Мудрец коснулся одной ладонью щеки Франца, а другой – Филиппа. Его яркие глаза сияли во тьме словно свечи.
– Быть может, быть ребенком – это чувствовать слабость и беспомощность. Но все же вы, Франциск и Филипп, должны помнить: тот источник сил, что питает человека, в высшей степени доступен именно ребенку. Взрослый, испытав горести и лишения, с трудом может дотянуться до сосуда своих сил, открыть крышку и набрать целебного зелья, чтобы излечить больное сердце.

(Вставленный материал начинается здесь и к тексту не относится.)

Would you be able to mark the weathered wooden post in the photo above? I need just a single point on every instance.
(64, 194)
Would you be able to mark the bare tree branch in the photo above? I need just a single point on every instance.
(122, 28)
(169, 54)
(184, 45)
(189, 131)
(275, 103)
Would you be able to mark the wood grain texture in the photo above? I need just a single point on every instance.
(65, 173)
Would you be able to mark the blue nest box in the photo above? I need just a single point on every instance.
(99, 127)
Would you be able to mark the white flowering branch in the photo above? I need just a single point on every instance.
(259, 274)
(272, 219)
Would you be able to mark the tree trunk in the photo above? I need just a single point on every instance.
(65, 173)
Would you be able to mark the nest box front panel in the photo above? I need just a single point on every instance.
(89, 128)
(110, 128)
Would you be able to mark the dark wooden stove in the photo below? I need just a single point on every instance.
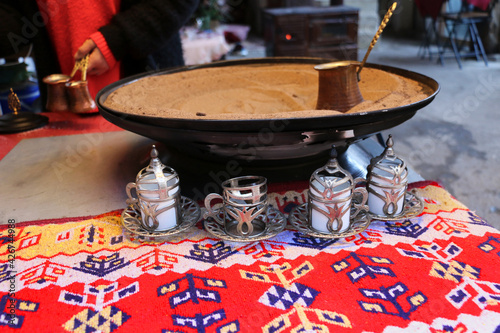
(324, 32)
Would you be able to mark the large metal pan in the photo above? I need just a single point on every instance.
(264, 141)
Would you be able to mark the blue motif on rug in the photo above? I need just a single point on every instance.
(210, 253)
(102, 265)
(284, 298)
(299, 239)
(405, 229)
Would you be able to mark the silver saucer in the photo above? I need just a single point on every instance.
(275, 224)
(190, 215)
(299, 218)
(413, 206)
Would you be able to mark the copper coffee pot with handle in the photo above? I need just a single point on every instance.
(338, 87)
(66, 95)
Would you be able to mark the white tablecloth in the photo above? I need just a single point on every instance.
(203, 47)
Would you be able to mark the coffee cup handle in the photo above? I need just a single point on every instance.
(359, 198)
(131, 199)
(210, 211)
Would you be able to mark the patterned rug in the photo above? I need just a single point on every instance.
(438, 272)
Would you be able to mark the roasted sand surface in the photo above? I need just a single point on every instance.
(254, 92)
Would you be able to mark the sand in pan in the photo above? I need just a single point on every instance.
(254, 92)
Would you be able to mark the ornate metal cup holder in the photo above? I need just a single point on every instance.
(413, 206)
(275, 224)
(299, 219)
(190, 215)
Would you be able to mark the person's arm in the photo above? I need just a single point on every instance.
(137, 31)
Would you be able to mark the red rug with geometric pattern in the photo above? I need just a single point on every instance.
(437, 272)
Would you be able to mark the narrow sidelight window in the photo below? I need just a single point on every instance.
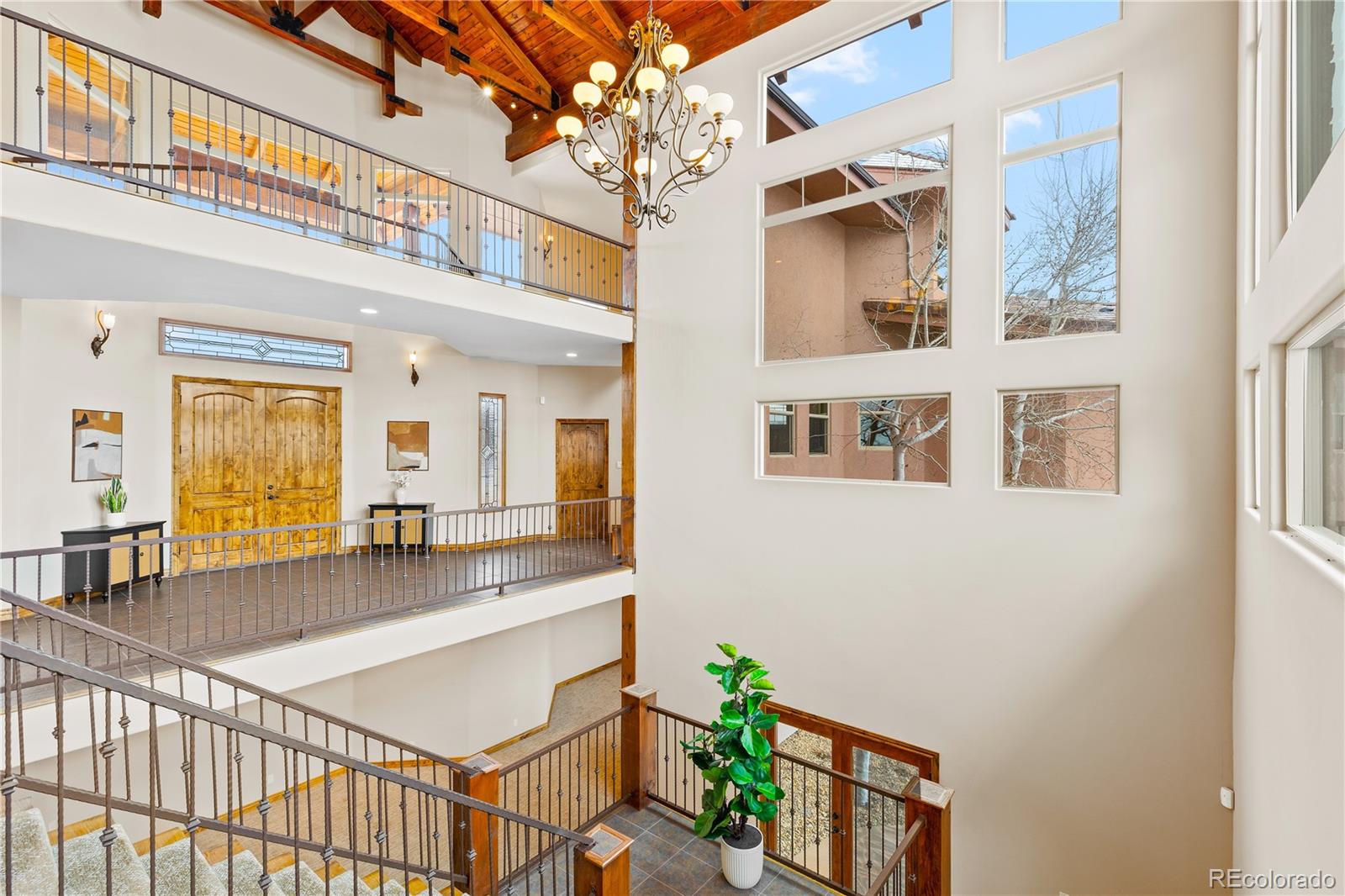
(491, 451)
(780, 430)
(820, 428)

Лишь ребенок – невинное и чистое дитя… – Мудрец чуть приподнял пальцем подбородок Франциска. – Да, лишь ребенок может черпать это целительное снадобье полной горстью…
Голос Мудреца был чудесен и завораживал переливами тонов и звуков, словно трели соловья.

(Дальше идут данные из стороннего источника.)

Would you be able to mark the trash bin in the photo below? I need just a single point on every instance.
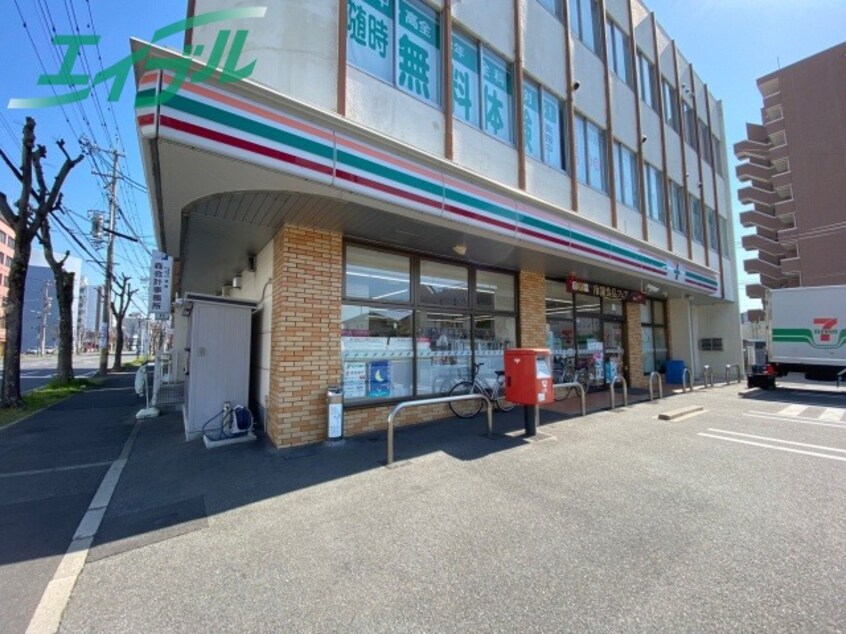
(675, 371)
(335, 405)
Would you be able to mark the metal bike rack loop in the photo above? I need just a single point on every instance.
(689, 381)
(581, 390)
(434, 401)
(655, 375)
(729, 366)
(619, 379)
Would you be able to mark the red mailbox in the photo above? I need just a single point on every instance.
(528, 376)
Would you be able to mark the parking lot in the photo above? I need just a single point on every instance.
(731, 519)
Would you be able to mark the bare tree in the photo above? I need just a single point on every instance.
(35, 203)
(64, 295)
(119, 311)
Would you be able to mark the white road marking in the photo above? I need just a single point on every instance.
(793, 410)
(90, 465)
(48, 615)
(785, 442)
(777, 448)
(833, 414)
(799, 421)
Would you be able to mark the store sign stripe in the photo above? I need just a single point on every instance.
(242, 144)
(231, 120)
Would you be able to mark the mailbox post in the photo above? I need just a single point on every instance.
(528, 381)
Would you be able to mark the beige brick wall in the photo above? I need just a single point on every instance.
(532, 310)
(305, 346)
(634, 346)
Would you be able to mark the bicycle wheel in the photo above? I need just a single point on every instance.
(468, 408)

– О каком снадобье вы говорите? – не понял Франциск.
Мудрец отстранился и словно невзначай – так, чтобы братья заметили – коснулся пуговицы в виде сердца.
– Хм, пожалуй, оставлю вам это на память… Ведь вы подарили мне сувениры, а я вам – нет!

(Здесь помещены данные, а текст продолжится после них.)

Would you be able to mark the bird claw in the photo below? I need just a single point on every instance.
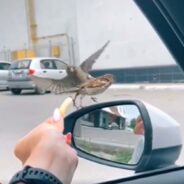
(94, 99)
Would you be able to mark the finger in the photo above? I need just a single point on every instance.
(56, 120)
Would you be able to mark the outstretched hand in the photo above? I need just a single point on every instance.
(47, 148)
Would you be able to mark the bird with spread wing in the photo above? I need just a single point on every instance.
(78, 79)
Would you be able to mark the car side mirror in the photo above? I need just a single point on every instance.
(128, 134)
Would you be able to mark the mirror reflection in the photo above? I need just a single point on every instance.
(114, 133)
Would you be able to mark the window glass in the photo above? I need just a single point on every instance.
(24, 64)
(4, 66)
(47, 64)
(59, 64)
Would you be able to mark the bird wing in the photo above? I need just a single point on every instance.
(88, 63)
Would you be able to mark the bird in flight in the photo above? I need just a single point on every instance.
(78, 79)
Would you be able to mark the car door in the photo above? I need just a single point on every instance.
(52, 68)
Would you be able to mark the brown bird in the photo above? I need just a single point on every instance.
(93, 87)
(76, 75)
(78, 80)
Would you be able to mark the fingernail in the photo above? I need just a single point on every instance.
(68, 138)
(57, 115)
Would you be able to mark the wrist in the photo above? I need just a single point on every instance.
(30, 175)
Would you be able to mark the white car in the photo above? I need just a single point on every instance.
(4, 66)
(21, 70)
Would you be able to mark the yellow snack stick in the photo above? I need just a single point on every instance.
(65, 106)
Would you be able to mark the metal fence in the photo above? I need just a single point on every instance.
(153, 74)
(43, 48)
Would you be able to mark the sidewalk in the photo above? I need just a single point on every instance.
(160, 86)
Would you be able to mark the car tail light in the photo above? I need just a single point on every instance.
(31, 72)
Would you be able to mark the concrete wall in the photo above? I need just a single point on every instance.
(13, 34)
(89, 24)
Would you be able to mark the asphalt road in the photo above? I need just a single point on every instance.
(21, 113)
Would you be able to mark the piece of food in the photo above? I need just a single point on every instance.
(65, 106)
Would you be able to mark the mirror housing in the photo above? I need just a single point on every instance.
(162, 145)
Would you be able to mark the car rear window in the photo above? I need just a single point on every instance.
(23, 64)
(4, 66)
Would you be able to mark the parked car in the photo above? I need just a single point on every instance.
(4, 66)
(20, 71)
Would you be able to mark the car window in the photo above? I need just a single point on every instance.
(59, 64)
(47, 64)
(23, 64)
(4, 66)
(142, 66)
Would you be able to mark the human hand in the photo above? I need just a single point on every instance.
(46, 147)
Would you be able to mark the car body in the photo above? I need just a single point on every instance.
(4, 67)
(21, 70)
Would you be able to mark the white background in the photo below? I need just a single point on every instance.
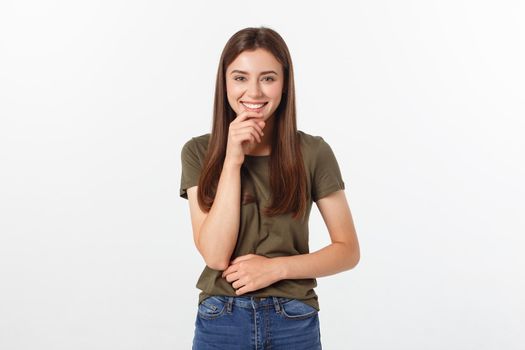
(422, 102)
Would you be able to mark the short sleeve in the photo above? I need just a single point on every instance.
(190, 167)
(327, 176)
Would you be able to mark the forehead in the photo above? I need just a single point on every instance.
(255, 61)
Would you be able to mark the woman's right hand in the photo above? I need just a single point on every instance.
(244, 131)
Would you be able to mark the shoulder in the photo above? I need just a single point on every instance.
(311, 145)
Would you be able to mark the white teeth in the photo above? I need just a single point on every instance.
(252, 106)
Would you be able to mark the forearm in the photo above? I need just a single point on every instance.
(332, 259)
(218, 233)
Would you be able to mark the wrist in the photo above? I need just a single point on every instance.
(280, 268)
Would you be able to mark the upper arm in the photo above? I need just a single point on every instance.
(197, 215)
(338, 219)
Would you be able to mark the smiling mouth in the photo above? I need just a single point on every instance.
(254, 106)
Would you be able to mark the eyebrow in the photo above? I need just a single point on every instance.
(243, 72)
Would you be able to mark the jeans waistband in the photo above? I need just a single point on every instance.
(251, 302)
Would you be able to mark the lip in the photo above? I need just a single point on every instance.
(264, 104)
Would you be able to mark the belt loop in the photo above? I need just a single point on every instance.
(229, 305)
(277, 305)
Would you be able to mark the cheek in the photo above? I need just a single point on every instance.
(274, 92)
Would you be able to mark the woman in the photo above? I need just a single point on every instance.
(250, 184)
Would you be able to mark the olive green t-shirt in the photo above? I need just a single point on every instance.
(267, 236)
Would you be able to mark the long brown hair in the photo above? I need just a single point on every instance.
(287, 174)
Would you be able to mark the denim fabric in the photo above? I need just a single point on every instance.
(255, 323)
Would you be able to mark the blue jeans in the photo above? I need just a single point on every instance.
(255, 323)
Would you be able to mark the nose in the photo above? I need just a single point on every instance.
(254, 89)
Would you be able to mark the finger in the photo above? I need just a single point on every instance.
(258, 125)
(232, 277)
(247, 115)
(241, 258)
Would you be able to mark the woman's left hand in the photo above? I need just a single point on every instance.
(251, 272)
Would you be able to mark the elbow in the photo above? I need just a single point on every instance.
(212, 259)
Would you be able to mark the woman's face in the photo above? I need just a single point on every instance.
(255, 77)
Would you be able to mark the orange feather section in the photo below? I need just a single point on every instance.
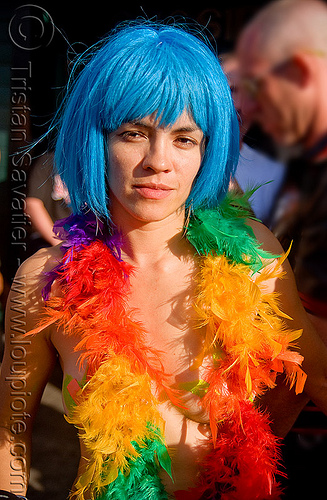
(246, 324)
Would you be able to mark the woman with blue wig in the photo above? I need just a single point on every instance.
(173, 313)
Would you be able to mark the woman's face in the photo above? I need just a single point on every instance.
(152, 167)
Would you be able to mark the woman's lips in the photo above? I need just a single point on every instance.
(153, 191)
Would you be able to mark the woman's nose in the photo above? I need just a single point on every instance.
(158, 155)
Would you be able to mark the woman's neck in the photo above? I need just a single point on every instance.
(151, 242)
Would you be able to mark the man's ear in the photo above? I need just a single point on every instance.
(298, 69)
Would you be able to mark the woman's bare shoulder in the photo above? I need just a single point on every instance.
(42, 261)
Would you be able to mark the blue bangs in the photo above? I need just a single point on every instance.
(139, 70)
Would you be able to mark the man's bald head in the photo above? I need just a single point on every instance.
(283, 70)
(286, 26)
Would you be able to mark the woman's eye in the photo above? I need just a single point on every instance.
(186, 141)
(131, 135)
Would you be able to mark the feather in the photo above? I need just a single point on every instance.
(116, 412)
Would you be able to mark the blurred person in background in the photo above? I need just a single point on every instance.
(47, 200)
(255, 169)
(283, 65)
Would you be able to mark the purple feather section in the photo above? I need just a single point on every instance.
(78, 231)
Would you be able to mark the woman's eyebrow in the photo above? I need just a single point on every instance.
(186, 128)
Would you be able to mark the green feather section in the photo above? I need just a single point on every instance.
(224, 231)
(143, 481)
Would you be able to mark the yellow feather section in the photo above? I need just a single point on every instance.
(246, 322)
(113, 411)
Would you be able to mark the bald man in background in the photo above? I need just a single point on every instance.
(283, 66)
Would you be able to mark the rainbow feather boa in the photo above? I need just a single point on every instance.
(116, 411)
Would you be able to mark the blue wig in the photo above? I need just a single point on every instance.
(139, 69)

С этими словами Мудрец улыбнулся и, схватившись пальцами за пуговицу-сердце, с треском оторвал ее от курточки.
– Пуговица – лучший подарок! Не так ли?
Мудрец протянул пуговицу Франциску, и тот взял ее холодной рукой. Какое-то мгновение мальчик смотрел на пуговку. Совсем небольшая, деревянная, выкрашена красной краской. Но какой от нее прок? Вот же чудак все-таки этот Мудрец…
Франц сунул пуговицу в карман. По лицу Мудреца скользнула тень – то ли мальчику почудилось, то ли он просто мигнул.
Тут подошел Калике и опустился на колено. Теперь его большая, увенчанная серебряными рогами голова была вровень с мальчиками. Лицо Ветра выражало печаль, но и хранило строгую торжественность.
– Мой господин.
Франц не понял, к кому обращается монстр: его глаза смотрели на них обоих.
– Я сопровождал вас весь путь, и теперь настал черед прощаться. Выполните вы предназначение или нет – срок моей службы окончен… Я прошу меня отпустить.
Франц поглядел на лицо друга – такое причудливое и странное, но отчего-то завораживающее нечеловеческой красотой. Борода, волосы и тело Каликса ярко сияли на фоне черного леса.
Франц не мог поверить, что познакомился с Северным Ветром всего несколько ночей назад… Ему казалось, прошла вечность. А может, каждая ночь в этой стране и являлась маленькой вечностью.
– Берегите себя.
Ветер хотел было встать, но Франц не выдержал и, быстро подойдя к монстру, заключил его в объятия. Калике тяжело вздохнул и положил руку на плечо мальчика. В его вздохе чувствовалась горечь расставания.
– Ну же, – шепнул монстр на ухо Францу. – Помни то, что я тебе говорил. Хорошо, Франциск Фармер? Ты мне обещаешь?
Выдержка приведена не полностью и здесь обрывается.